İnsanoğlunun yapısında vardır kendini güvende hissetme gereksinimi. Her insanın en güvenli sığınağı, durumu başkadır. Güvende olma isteği bazen yenilikleri, değişimleri, farklılığı kabullenmemeyi de beraberinde getirebilir.

Kimi insan için yenilik ve değişim bilinmeyendir. Bu bilinmeyene kendini teslim etmek, kişiye güvensiz gelebilir. Bu nedenle değişime direnç gösterebilir. “Olduğu gibi kalmak, bilinmeyenden daha güvenlidir” diye düşünebilir. Ne de olsa şu andaki konum doğrusu ve yanlışıyla, kolayı ve zoruyla kanıksanmıştır. Şimdi yeni bir maceraya atılmanın gereği yoktur. Sonucunun ne olacağı bilinmeyen bir değişim, bu tarz düşünen insanları korkutur.

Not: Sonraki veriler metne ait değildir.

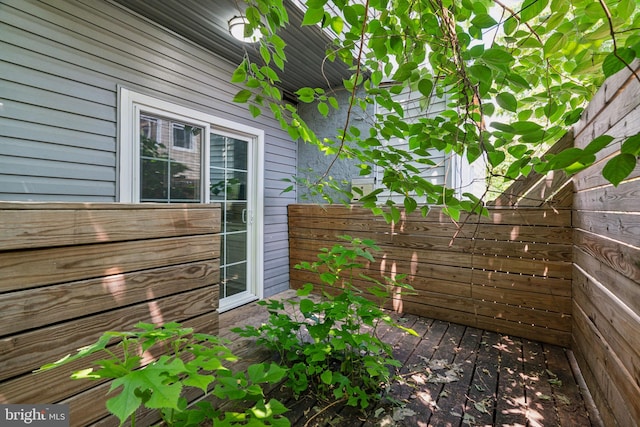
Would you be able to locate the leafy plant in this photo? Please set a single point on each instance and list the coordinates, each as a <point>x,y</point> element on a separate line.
<point>329,343</point>
<point>188,360</point>
<point>515,75</point>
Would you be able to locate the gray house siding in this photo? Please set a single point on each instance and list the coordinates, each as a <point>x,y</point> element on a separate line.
<point>61,63</point>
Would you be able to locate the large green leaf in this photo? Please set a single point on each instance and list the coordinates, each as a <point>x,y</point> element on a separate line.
<point>507,101</point>
<point>618,60</point>
<point>532,8</point>
<point>313,16</point>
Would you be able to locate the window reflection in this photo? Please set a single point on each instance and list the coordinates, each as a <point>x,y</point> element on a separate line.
<point>170,161</point>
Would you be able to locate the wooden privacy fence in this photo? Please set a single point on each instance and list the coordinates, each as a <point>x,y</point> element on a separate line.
<point>510,272</point>
<point>72,271</point>
<point>606,285</point>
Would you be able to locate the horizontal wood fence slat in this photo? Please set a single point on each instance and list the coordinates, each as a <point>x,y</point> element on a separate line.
<point>606,277</point>
<point>71,271</point>
<point>495,273</point>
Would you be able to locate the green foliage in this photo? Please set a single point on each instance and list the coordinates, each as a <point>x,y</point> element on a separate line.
<point>532,67</point>
<point>189,360</point>
<point>329,343</point>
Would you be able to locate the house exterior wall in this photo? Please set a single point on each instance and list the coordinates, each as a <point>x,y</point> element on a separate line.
<point>450,169</point>
<point>61,63</point>
<point>311,162</point>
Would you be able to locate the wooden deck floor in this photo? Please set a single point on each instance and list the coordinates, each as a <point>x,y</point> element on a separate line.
<point>452,375</point>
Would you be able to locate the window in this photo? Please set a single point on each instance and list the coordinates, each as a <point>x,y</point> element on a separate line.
<point>183,136</point>
<point>169,173</point>
<point>169,153</point>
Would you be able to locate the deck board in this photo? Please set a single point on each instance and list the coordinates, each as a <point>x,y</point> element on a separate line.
<point>499,379</point>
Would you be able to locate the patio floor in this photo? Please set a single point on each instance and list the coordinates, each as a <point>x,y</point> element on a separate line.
<point>452,375</point>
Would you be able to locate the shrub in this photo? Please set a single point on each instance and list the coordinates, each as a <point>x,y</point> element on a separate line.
<point>188,360</point>
<point>330,343</point>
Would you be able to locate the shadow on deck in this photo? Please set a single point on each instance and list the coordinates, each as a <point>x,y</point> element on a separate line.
<point>452,375</point>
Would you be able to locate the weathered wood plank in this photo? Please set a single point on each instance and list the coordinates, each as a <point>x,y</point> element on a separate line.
<point>608,106</point>
<point>39,267</point>
<point>88,407</point>
<point>511,403</point>
<point>406,260</point>
<point>620,226</point>
<point>569,403</point>
<point>538,249</point>
<point>535,188</point>
<point>613,320</point>
<point>625,289</point>
<point>620,257</point>
<point>29,225</point>
<point>481,401</point>
<point>607,370</point>
<point>38,307</point>
<point>452,396</point>
<point>56,385</point>
<point>623,198</point>
<point>533,332</point>
<point>27,351</point>
<point>328,229</point>
<point>544,216</point>
<point>592,176</point>
<point>541,408</point>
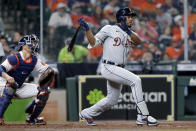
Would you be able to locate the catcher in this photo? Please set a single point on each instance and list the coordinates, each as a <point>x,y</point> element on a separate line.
<point>13,72</point>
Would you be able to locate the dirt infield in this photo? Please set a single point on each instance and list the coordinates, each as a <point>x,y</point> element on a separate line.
<point>103,126</point>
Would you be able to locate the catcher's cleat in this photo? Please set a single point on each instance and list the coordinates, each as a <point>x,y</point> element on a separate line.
<point>89,121</point>
<point>1,121</point>
<point>146,120</point>
<point>37,121</point>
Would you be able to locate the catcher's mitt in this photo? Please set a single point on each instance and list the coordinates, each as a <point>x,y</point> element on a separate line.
<point>46,78</point>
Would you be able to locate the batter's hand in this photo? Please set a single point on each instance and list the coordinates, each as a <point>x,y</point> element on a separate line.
<point>83,23</point>
<point>10,79</point>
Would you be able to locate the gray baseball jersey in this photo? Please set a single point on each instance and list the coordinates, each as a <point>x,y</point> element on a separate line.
<point>116,43</point>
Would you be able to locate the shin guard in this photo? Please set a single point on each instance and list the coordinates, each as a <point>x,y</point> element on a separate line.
<point>35,108</point>
<point>5,100</point>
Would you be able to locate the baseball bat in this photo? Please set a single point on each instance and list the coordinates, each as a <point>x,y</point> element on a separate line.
<point>72,43</point>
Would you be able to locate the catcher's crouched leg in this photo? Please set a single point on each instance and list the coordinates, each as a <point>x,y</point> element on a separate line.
<point>35,107</point>
<point>5,100</point>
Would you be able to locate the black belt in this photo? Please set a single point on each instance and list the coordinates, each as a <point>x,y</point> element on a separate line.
<point>112,63</point>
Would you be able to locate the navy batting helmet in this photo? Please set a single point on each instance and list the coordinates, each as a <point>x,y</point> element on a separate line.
<point>27,40</point>
<point>124,12</point>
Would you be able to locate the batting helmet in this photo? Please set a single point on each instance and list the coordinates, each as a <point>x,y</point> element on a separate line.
<point>124,12</point>
<point>27,40</point>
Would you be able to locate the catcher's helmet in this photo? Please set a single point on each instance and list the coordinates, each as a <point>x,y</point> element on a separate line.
<point>27,40</point>
<point>124,12</point>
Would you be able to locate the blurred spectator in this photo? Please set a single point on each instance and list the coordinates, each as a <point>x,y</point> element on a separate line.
<point>178,29</point>
<point>98,14</point>
<point>5,46</point>
<point>2,54</point>
<point>191,18</point>
<point>175,50</point>
<point>52,4</point>
<point>32,7</point>
<point>17,37</point>
<point>148,6</point>
<point>169,8</point>
<point>110,16</point>
<point>2,27</point>
<point>162,18</point>
<point>59,18</point>
<point>192,37</point>
<point>156,53</point>
<point>136,4</point>
<point>135,54</point>
<point>76,13</point>
<point>78,54</point>
<point>112,5</point>
<point>146,32</point>
<point>95,53</point>
<point>165,38</point>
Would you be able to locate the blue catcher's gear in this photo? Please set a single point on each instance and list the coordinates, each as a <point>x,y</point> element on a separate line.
<point>31,40</point>
<point>8,94</point>
<point>35,107</point>
<point>124,12</point>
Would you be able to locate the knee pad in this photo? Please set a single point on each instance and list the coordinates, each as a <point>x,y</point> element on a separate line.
<point>142,108</point>
<point>37,105</point>
<point>5,100</point>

Güzel bir söz vardır bizde: “Korkunun ecele faydası yoktur.” Korkmak, çözümsüz kalmaktır. Elini, kolunu bağlayıp beklemektir. Oysa insan muhteşem özelliklerle yaratılmıştır. Yeter ki özelliklerimizin farkında olalım. Her güçlüğün üstesinden gelebilecek yetenekler verilmiştir insana.

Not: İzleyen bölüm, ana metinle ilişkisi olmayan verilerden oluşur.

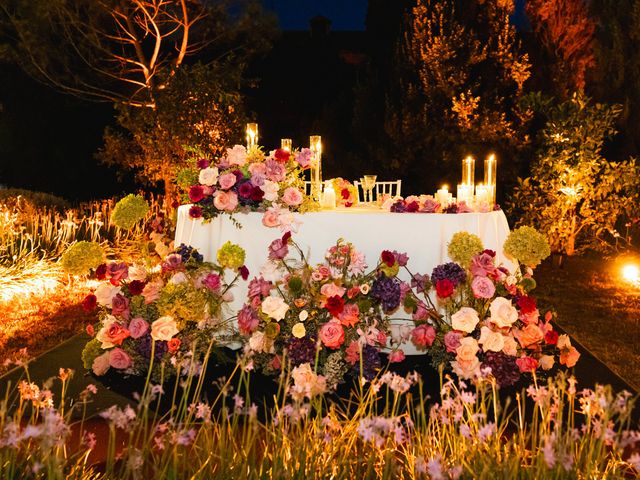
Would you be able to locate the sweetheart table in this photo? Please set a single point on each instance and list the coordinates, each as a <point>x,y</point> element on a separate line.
<point>422,236</point>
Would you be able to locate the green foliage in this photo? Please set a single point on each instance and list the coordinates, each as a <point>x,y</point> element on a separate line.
<point>463,246</point>
<point>129,211</point>
<point>527,246</point>
<point>81,257</point>
<point>574,195</point>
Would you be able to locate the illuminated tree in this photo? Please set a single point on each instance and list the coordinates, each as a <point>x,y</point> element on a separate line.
<point>574,194</point>
<point>566,31</point>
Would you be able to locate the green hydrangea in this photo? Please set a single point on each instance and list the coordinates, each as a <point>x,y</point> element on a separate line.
<point>81,257</point>
<point>91,350</point>
<point>231,256</point>
<point>128,211</point>
<point>463,246</point>
<point>527,245</point>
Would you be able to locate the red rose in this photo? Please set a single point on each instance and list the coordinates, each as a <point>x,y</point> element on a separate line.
<point>196,193</point>
<point>388,258</point>
<point>101,271</point>
<point>527,304</point>
<point>335,305</point>
<point>444,288</point>
<point>89,302</point>
<point>136,287</point>
<point>551,337</point>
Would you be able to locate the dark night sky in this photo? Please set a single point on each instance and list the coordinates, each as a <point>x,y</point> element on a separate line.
<point>295,14</point>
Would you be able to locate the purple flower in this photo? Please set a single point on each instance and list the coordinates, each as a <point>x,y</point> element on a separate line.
<point>302,350</point>
<point>450,271</point>
<point>387,290</point>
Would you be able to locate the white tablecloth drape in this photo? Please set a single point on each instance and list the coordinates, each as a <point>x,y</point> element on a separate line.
<point>424,237</point>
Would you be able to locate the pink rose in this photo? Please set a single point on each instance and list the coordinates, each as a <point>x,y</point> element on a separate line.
<point>569,357</point>
<point>483,287</point>
<point>452,341</point>
<point>527,364</point>
<point>271,217</point>
<point>332,290</point>
<point>138,327</point>
<point>119,359</point>
<point>332,334</point>
<point>423,336</point>
<point>292,196</point>
<point>227,201</point>
<point>151,291</point>
<point>396,356</point>
<point>227,180</point>
<point>120,306</point>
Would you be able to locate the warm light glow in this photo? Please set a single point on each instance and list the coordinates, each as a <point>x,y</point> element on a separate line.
<point>631,273</point>
<point>252,135</point>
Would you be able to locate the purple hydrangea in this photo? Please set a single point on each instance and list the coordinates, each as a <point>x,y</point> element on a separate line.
<point>387,290</point>
<point>503,368</point>
<point>302,350</point>
<point>450,271</point>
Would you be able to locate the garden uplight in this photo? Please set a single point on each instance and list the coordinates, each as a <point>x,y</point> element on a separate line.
<point>631,273</point>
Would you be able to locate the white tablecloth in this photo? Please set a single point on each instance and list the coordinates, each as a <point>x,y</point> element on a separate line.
<point>423,236</point>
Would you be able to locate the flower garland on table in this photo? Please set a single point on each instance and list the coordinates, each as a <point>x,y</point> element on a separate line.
<point>160,317</point>
<point>333,315</point>
<point>248,180</point>
<point>346,192</point>
<point>483,315</point>
<point>428,204</point>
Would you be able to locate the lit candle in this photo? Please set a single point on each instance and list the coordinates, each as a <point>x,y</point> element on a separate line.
<point>329,196</point>
<point>442,196</point>
<point>468,171</point>
<point>252,135</point>
<point>315,145</point>
<point>286,144</point>
<point>490,177</point>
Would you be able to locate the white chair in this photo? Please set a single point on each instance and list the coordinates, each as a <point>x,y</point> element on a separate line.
<point>392,189</point>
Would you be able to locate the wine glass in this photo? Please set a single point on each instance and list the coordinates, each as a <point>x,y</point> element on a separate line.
<point>368,182</point>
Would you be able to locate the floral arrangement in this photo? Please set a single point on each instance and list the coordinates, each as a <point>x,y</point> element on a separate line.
<point>428,204</point>
<point>332,316</point>
<point>155,318</point>
<point>249,180</point>
<point>346,192</point>
<point>483,316</point>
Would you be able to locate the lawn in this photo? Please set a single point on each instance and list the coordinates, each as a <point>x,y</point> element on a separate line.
<point>597,308</point>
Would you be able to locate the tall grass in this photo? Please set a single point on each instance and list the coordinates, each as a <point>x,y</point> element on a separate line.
<point>385,429</point>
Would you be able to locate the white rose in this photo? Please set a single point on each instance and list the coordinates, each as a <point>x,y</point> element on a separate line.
<point>510,347</point>
<point>275,307</point>
<point>503,313</point>
<point>208,176</point>
<point>100,364</point>
<point>465,319</point>
<point>490,340</point>
<point>546,362</point>
<point>563,342</point>
<point>164,329</point>
<point>105,293</point>
<point>270,190</point>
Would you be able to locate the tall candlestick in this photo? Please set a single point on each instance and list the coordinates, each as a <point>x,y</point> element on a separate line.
<point>252,135</point>
<point>490,176</point>
<point>468,170</point>
<point>286,144</point>
<point>315,145</point>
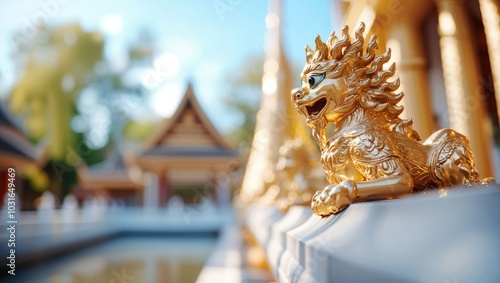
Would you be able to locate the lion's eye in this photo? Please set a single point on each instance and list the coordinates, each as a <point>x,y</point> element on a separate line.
<point>315,79</point>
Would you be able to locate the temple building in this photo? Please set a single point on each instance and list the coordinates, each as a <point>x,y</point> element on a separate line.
<point>15,152</point>
<point>186,156</point>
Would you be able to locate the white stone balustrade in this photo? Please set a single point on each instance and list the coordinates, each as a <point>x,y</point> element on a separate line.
<point>447,236</point>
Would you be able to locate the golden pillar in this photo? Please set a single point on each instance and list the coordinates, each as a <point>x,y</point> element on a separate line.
<point>490,11</point>
<point>271,124</point>
<point>460,70</point>
<point>406,43</point>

Şimdi size bir SUFİ kuralını aktaracağım: “Karşına çıkan değişimlere direnmek yerine, teslim ol. Bırak hayat sana rağmen değil, seninle beraber aksın. “Düzenim bozulur, hayatımın altı üstüne gelir” diye endişe etme. Nereden biliyorsun hayatının altının üstünden daha iyi olmayacağını?” Ben de tamamen katılıyorum buna. Değişimler olmadan, yeniliklere ayak uydurmadan yaşanacak bir hayat, tek düzedir. Kendimizi güvende hissedeceğiz diye korkarak, çekinerek yaşamak eksik kalmaktır. Belki çok daha huzurlu ve mutlu olacak bir yaşama sırtını dönmektir. Yani bir nevi yaşamdan kaçmaktır.

Hayat güzellikleri, kolaylıkları ve güçlükleriyle anlamlıdır. Zoru yaşamayan, kolayın değerini bilemez. Zor olanın da kendine özgü bir eğitim yanı vardır. Yaşamda zordan kolaya, inişten çıkışa geçtiğimiz zaman anlarız, elde edilenin ne kadar değerli olduğunu. Deneyimler kazanırız. Hatalarımızı tekrarlamamak içindir bu deneyimler. Yaşamın her aşamasında bize yol gösterirler, ışık tutarlar.  

Değişimler sürecinde çıkılan yolun ucunun nereye varacağını düşünmek ve bununla ilgili endişelere kapılmak yersizdir. Korkmak yerine ilk adımı atmak yeterlidir. Zaten bize düşen görev de budur. Kararlı ve inançlı olarak ilk adımı atmak… Gerisi kendiliğinden gelir. Yenilikler ve değişimler gözümüzü korkuttukça yaşamdan koparız. Geride kalırız. Onlara ayak uydurarak yaşadığımızda ise yaşamın ahengine uyum sağlarız. Hayatla birlikte akarız. Güzel olan da bu değil midir?